As much as the family would miss their semi-regular trips to see Brock pitch in whatever minor league city he called home, Dave and Connie Dykxhoorn were excited for their son to make the big move.
“We knew he had the potential, he just required the opportunity,” Dave said. “We were proud of him for being offered the opportunity to play down there.”
Soaking up the experience
Dykxhoorn ended up splitting the 2019 season between SK Wyvens and the Lotte Giants. That October he joined Team Canada at the 2019 WBSC Premier12 tournament in Korea, after which the free agent flew home to Canada to consider his options.
The Uni-Lions pounced the following spring, and in June 2020 Dykxhoorn boarded a plane for Taiwan.
Bubbled with his teammates to start the 2021 season, Dykxhoorn tuned up his pitching arm while trying out the few words of Mandarin and Taiwanese he picked up with help from the team’s translators.
“Just camaraderie-wise around the clubhouse, it’s fun to be able to talk a little smack or joke around with them,” he said.
Away from the field, Dykxhoorn does his best to interact with fans in the streets and online, getting by on his broken Mandarin, fans who know some English, and body language.
“It’s great here. They’re very hospitable for sure,” Dykxhoorn said.
“Taiwan in particular is really known for their food, and I feel like a lot of people outside the ballpark try to be hospitable through their food. We’ll go out for dinner and they’re always trying to share stuff with us and get us to try different things, just because they’re so proud of it. I feel like that’s their way of welcoming you and kind of having you part of their family, part of their culture.”
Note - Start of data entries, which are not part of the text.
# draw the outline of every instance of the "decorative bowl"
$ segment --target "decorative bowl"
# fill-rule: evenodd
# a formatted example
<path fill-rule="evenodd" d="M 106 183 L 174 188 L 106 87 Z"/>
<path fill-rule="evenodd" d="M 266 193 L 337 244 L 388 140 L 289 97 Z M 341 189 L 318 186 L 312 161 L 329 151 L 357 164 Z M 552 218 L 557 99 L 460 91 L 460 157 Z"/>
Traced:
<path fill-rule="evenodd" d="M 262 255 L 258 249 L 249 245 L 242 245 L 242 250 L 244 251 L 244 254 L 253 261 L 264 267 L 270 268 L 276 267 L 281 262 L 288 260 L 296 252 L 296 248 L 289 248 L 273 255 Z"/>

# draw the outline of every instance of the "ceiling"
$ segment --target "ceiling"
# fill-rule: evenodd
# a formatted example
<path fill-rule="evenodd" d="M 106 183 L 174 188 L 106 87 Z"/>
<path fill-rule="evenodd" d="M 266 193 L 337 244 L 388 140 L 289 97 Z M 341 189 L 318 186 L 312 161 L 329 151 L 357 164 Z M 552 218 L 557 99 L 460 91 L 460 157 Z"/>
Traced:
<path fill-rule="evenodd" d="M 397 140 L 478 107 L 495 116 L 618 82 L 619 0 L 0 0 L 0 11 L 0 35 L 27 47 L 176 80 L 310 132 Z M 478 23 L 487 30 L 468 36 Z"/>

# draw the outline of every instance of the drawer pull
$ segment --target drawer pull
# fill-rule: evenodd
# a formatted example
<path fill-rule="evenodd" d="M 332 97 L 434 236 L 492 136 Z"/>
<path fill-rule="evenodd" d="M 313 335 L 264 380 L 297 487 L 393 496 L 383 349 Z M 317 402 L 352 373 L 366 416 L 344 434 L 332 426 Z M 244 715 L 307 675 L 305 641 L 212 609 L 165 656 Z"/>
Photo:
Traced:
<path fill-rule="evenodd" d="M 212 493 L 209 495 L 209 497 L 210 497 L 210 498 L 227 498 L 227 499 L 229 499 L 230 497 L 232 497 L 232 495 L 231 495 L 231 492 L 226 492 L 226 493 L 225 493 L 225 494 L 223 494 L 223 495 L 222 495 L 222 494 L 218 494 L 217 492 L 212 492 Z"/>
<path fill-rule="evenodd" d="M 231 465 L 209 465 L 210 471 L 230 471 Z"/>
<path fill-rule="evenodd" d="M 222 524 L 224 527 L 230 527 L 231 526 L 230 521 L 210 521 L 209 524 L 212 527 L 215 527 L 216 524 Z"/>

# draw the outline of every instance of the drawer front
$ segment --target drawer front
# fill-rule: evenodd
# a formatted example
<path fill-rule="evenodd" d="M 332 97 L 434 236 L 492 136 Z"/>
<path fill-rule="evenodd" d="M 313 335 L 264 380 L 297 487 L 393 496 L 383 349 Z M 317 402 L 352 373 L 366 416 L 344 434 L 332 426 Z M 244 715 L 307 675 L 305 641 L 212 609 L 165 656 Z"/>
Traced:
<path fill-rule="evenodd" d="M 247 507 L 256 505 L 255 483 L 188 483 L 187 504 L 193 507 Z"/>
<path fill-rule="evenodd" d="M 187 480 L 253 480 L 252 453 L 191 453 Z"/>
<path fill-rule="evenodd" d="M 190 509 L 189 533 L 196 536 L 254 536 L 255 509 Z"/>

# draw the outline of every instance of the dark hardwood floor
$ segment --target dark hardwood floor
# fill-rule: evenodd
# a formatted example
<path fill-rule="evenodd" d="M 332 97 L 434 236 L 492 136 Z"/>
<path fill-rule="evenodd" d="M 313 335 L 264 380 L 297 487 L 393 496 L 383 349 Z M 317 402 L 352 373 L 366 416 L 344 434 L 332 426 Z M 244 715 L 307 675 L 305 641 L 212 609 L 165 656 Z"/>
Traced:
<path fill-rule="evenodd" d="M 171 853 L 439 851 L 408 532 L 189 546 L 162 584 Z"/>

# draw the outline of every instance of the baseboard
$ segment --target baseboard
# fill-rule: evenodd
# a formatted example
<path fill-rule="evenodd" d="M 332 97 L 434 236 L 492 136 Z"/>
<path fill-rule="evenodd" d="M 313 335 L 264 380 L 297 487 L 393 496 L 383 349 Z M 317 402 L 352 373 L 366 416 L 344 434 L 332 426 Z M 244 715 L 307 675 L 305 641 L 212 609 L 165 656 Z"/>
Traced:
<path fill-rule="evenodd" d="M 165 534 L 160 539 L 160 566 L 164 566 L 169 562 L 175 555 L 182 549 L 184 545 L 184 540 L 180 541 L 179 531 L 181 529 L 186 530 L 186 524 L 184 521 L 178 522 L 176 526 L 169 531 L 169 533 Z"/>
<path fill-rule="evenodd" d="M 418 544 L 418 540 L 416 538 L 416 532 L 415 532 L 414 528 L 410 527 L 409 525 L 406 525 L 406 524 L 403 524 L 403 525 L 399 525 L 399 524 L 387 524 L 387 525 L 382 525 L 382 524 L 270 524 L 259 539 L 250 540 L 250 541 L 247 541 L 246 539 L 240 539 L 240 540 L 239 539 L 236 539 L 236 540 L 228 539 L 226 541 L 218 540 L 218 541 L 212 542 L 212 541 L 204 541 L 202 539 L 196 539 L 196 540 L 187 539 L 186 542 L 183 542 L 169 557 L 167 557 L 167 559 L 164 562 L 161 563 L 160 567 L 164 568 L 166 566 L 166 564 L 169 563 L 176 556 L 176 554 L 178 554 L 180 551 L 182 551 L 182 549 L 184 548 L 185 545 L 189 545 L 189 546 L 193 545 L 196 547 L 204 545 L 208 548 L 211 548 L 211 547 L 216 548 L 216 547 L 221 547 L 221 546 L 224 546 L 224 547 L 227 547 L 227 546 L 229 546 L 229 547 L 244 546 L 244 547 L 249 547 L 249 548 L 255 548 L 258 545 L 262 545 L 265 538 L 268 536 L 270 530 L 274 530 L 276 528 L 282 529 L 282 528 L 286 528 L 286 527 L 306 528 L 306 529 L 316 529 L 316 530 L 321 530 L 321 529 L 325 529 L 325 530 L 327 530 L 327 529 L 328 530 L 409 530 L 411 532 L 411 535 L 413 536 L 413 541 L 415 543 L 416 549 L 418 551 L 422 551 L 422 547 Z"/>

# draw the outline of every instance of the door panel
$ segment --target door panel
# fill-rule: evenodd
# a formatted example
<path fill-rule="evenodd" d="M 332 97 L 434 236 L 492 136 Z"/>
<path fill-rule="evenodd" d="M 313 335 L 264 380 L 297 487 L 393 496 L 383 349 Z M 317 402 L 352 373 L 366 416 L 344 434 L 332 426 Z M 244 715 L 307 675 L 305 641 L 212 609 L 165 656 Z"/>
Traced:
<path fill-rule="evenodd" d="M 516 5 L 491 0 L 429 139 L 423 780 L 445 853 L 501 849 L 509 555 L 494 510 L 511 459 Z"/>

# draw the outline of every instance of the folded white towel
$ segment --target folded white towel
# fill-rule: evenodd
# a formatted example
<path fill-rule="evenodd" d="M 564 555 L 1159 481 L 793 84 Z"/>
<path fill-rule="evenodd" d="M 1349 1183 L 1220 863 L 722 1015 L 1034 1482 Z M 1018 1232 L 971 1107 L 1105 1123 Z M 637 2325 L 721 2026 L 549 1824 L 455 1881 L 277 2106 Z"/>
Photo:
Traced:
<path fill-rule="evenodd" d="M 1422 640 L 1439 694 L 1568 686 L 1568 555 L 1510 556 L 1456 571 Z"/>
After living alone in a dorm room last season, Dykxhoorn had some company this year. He and his wife Carly spent several months living together and exploring the country, with Brock chronicling their adventures and taking fans behind the scenes of a pro athlete’s life in videos he posts to his YouTube channel.
The only downside for a Canadian living in Taiwan, Dykxhoorn said, is the relentless heat.
“It’s honestly unbelievable how hot it is here,” he said. “You have to get used to it and learn how to play in it.”
On a more serious note, Dykxhoorn said is aware of the growing tension between Taiwan and China and tries to keep up with current events by monitoring Twitter or watching American news online.
“I got a glimpse of that political tension in Korea between South and North Korea. It’s something that obviously crosses your mind when you go there, for sure. And the same thing here with Taiwan and China,” Dykxhoorn said.
He said the team’s translators and the locals he talks with “don’t seem to be too overly concerned” about the simmering bad blood, which helps expat players like Dykxhoorn relax.
“I feel like us foreigners are more nervous or aware of it than they are,” he said.
“I don’t know if that’s them shrugging it off, but it hasn’t been that much of a big deal here. Of course it’s talked about on the news, but they don’t seem to fret too much over it. We just go with the flow, and if they say it’s okay, we just have to trust them.”
In the meantime, the Big Doctor keeps dealing.
In his latest gem, Dykxhoorn shut down the Fubon Guardians on Friday, tossing seven scoreless innings to secure his 15th win and another post-game MVP dance.
Though Dykxhoorn is focused on helping the Uni-Lions repeat as CPBL champions, each strong performance only helps his standing in the eyes of pro scouts from back home.
The Canadian said he remains open to the idea of playing professionally in North America again.
“I’m on a year-to-year contract here, so every offseason presents those conversations,” he said. “It’s definitely something I think about every year.”